Overweening Generalist

Tuesday, September 10, 2013

Cosmic Indifference and High Weirdness In The Natural World: Have A Swell Day!

High weirdness, and unforeseen existential threats. Threats to humans, that is. It's as if some Malign Creator was operating. Or worse: Something That Is Completely Indifferent. A poet once wrote "Vast, cool and unsympathetic." (CUE: demonic laughter.)

I will defer discussion on the Robot Apocalypse until it's too late...err...I mean...some other day. [But for a possible thrill, or interesting homework, read HERE, HERE and maybe HERE for a jumpstart, or just a jump-jolt. Hey, I'm as "American" as any of you when it comes to being fascinated by the End Times. My versions don't involve Jesus or Four Horsemen, though. I'm strictly a secular apocalyptic, when I'm in those morbid moods.]

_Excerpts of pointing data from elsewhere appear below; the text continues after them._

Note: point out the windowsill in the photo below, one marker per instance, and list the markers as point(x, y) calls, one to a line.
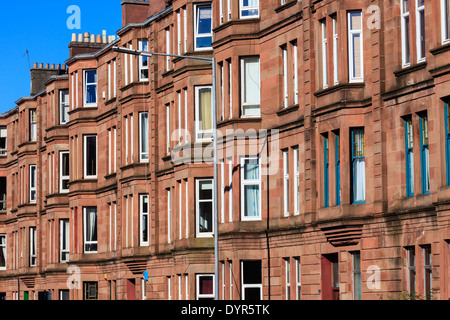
point(28, 143)
point(236, 22)
point(440, 49)
point(285, 6)
point(112, 100)
point(238, 120)
point(132, 84)
point(287, 110)
point(340, 86)
point(111, 176)
point(167, 158)
point(411, 68)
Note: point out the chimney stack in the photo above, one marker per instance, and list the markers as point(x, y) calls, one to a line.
point(134, 11)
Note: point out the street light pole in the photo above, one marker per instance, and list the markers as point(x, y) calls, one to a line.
point(214, 115)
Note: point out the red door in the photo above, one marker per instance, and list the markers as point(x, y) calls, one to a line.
point(330, 277)
point(131, 289)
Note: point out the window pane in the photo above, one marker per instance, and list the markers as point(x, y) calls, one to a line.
point(251, 81)
point(205, 216)
point(359, 179)
point(206, 285)
point(251, 198)
point(91, 156)
point(252, 272)
point(205, 188)
point(205, 110)
point(252, 294)
point(251, 169)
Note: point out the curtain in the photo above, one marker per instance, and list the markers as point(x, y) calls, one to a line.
point(205, 109)
point(251, 191)
point(360, 179)
point(2, 253)
point(144, 133)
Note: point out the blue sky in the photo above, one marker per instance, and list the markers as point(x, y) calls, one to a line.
point(41, 28)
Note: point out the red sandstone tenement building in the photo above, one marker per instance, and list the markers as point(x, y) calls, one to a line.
point(354, 97)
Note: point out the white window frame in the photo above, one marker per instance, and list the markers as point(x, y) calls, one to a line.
point(197, 35)
point(33, 247)
point(296, 181)
point(445, 25)
point(243, 8)
point(141, 60)
point(142, 214)
point(421, 56)
point(197, 287)
point(200, 234)
point(178, 32)
point(33, 187)
point(335, 51)
point(298, 282)
point(285, 76)
point(245, 286)
point(405, 31)
point(64, 106)
point(3, 247)
point(169, 215)
point(230, 190)
point(246, 104)
point(85, 85)
point(61, 176)
point(323, 27)
point(143, 156)
point(286, 183)
point(351, 33)
point(252, 182)
point(168, 48)
point(64, 230)
point(295, 77)
point(198, 130)
point(287, 269)
point(86, 176)
point(168, 128)
point(221, 18)
point(222, 191)
point(33, 124)
point(85, 242)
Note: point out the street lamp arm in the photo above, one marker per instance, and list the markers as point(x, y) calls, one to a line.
point(150, 54)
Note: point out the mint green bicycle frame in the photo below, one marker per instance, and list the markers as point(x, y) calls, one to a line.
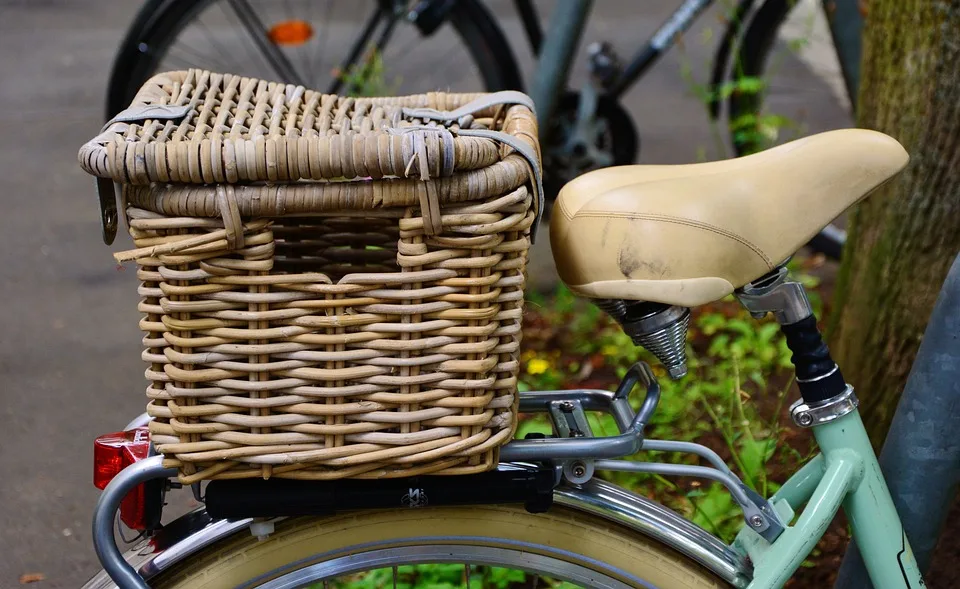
point(846, 475)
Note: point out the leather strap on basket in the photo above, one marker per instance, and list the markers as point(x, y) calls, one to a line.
point(94, 157)
point(415, 151)
point(504, 98)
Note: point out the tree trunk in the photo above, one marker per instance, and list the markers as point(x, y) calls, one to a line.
point(902, 239)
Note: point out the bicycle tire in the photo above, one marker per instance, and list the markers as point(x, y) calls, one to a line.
point(752, 57)
point(157, 24)
point(301, 543)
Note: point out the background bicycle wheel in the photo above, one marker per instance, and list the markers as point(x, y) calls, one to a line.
point(70, 352)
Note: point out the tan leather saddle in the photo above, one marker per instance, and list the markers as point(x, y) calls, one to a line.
point(691, 234)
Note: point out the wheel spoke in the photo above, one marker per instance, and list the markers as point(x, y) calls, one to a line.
point(214, 43)
point(358, 46)
point(314, 68)
point(258, 33)
point(252, 55)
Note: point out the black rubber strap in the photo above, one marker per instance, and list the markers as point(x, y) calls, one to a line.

                                        intelligent yellow slime-mold

Eerily Intelligent Beings Are Here and They Don't Have Nervous Systems
When I first started reading about the yellow slime molds I couldn't stop thinking about H.P. Lovecraft and his prescience. Or the Steve McQueen 1958 B-film blast The Blob. These slime molds, which are shape-shifters, depending on whether they find themselves in the forest (like a spatter of mustard on the side of a tree), or in a petri dish in a lab (like a piece of coral). They have no nervous system or brain, and yet they have been rigorously studied and have been shown to make decisions, anticipate change, and choose from a large selection of foods the very thing they need most. They seem to have memory, too. How so?

Well, when presented with a maze with food at the end, these "protists" (which are really a taxonomic category for something only dimly understood by us), send out long feelers along every route. They extend themselves...and they're only really single-celled amoebae! It's just that they're weird little unicellular buggers, with millions of nuclei, small sacs of DNA, proteins and enzymes. And they are constantly pulsating, gelatinous things, sorta like human muscle tissue. The cytoplasm is always pulsating rhythmically. But back to how they have memories.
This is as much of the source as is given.